One person has been admitted to the High Consequence Infectious Disease (HCID) unit at the Royal Liverpool University Hospital in Merseyside with the strain, the UK Health Security Agency (UKHSA) has said.

The agency said the strain is different from the one currently circulating, but may have been seen in the UK before. Tests are being undertaken to attempt to establish this.

Contact tracing is now being conducted to establish if there are any further linked cases.

As of Friday, no further cases had been identified.

Dr Sophia Maki, incident director at the UKHSA, said the risk to the wider public is “very low”.

She said: “We are working to contact the individuals who have had close contact with the case prior to confirmation of their infection, to assess them as necessary and provide advice.

“UKHSA and the NHS have well-established and robust infection control procedures for dealing with cases of imported infectious disease and these will be strictly followed and the risk to the general public is very low.

“We remind everyone who is planning to travel to West and Central Africa to be alert for the symptoms of monkeypox and to call 111 if you have symptoms on your return.”

Since the start of the outbreak there have been more than 3,000 cases of the original monkeypox strain in the UK, with most of these identified among gay and bisexual men in England.

Monkeypox is related to smallpox and cases are usually found in West and Central Africa, with the virus not often spreading elsewhere.

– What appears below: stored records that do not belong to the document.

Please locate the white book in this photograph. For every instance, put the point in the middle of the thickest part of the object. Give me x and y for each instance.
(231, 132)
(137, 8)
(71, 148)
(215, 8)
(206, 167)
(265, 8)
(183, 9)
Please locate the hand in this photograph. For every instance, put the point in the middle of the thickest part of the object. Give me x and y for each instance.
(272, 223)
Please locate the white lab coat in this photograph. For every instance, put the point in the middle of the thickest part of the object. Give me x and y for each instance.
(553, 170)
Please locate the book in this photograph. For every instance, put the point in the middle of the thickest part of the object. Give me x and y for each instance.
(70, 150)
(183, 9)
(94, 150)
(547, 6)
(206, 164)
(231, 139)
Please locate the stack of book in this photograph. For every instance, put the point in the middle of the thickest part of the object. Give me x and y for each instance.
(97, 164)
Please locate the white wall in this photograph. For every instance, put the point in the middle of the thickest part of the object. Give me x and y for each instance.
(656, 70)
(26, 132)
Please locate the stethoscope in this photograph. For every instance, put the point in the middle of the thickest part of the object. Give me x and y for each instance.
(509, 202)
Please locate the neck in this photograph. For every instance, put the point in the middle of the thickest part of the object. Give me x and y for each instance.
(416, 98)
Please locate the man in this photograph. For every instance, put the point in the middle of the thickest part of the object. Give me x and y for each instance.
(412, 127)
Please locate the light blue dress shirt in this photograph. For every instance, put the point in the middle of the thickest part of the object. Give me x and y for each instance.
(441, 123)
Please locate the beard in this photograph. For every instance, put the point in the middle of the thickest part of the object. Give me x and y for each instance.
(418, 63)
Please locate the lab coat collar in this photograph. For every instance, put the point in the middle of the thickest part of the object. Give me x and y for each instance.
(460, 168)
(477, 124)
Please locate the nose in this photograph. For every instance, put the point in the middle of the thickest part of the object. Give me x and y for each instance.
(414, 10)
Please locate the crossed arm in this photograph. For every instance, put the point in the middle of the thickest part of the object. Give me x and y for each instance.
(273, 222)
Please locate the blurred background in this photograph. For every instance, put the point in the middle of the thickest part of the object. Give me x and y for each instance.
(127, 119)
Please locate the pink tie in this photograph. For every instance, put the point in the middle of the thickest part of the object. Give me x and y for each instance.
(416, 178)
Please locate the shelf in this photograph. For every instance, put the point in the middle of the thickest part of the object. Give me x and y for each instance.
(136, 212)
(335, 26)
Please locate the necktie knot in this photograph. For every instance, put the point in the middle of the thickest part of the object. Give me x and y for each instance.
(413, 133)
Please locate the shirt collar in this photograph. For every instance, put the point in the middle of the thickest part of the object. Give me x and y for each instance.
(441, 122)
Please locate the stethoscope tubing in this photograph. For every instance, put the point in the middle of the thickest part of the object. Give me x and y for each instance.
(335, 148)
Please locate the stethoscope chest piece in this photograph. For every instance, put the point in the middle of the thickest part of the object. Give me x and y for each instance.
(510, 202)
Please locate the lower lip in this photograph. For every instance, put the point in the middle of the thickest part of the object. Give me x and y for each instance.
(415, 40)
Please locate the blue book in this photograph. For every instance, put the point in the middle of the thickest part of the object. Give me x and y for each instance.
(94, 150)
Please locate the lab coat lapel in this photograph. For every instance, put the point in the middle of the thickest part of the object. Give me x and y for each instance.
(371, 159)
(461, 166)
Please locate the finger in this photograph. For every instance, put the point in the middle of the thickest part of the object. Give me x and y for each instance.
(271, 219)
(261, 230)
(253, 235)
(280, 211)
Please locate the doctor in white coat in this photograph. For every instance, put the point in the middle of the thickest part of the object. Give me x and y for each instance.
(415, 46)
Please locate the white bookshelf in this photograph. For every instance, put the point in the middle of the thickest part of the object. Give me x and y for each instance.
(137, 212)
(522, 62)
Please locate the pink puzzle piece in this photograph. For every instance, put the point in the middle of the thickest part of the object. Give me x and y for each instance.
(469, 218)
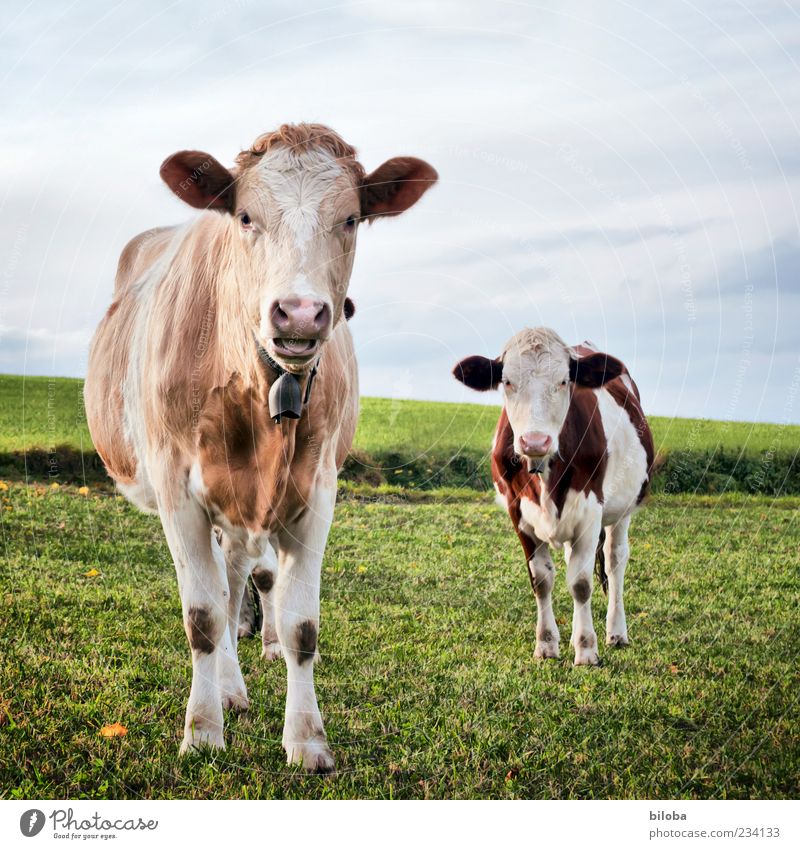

The disease, which was first discovered in monkeys, is usually mild but can cause severe illness in some cases.

Most monkeypox patients experience only fever, body aches, chills and fatigue, but some may develop a rash and lesions on the face and hands that can spread to other parts of the body.

The rash can look like chickenpox or syphilis, and scabs can form which then fall off.

Most people recover within a few weeks.